Paul Lafargue
Qualche anno fa ho letto, un po’ in tralice, un libro di cui non ricordo più titolo e autore, nel quale si sosteneva che la sinistra era geneticamente condannata a perdere e restare minoritaria, perché il suo lamentarsi, il suo accusare, la sua critica allo «stato presente di cose» ne rivelavano il volto triste, amareggiato, infelice. E come fa uno a volere dolore e sconforto? Perché si dovrebbe scegliere un tal autoflagello?
C’è del vero in quell’analisi, benché i pochi tentativi che io conosco di mettere a punto una eudaimonia, vale a dire una dottrina morale che identifichi il bene con la felicità – e, aggiungerei io per essere maggiormente preciso, più che con la felicità con uno stato di benessere, di serenità, di pienezza e anche capacità di sorridere e godere – siano stati operati proprio nell’ambito del pensiero diciamo così, genericamente, di sinistra, ammesso quest’ultima parola abbia ancora un qualche senso.
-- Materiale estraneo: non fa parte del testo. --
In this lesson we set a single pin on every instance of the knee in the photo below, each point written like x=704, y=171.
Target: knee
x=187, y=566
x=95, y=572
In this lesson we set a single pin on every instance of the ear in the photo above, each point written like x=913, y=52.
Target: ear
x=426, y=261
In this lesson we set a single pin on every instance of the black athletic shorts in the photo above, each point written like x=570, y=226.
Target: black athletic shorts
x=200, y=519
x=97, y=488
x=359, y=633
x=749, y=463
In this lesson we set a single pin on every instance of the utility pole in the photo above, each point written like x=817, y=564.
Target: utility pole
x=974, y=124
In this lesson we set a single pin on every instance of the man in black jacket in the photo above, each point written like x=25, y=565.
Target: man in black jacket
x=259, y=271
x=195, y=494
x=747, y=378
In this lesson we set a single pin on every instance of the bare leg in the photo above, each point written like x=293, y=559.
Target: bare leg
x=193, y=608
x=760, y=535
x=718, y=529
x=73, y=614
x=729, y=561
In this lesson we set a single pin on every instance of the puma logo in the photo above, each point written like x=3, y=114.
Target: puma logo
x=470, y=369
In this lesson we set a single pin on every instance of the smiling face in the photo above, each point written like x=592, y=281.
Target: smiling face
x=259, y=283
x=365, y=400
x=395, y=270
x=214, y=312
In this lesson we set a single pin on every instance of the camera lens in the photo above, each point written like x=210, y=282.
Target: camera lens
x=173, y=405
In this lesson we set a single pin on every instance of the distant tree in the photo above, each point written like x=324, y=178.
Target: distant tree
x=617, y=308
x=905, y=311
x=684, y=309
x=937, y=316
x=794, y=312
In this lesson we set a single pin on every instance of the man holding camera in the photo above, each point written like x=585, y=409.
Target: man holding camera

C’è una tendenza insita nelle tradizioni del pensiero di sinistra alla commiserazione, al pianto, al funereo, allo sconsolato, al catastrofico e all’apocalittico: lo spostamento della «abolizione dello stato presente di cose», per usare la più compiuta definizione messa a punto da Karl Marx dell’obiettivo da raggiungere, vale a dire della creazione di uno «stato futuro di cose», quasi automaticamente comporta un soddisfacimento non qui e ora ma là e poi, lasciando all’hic et nunc il fastidio, la scontentezza, il disagio.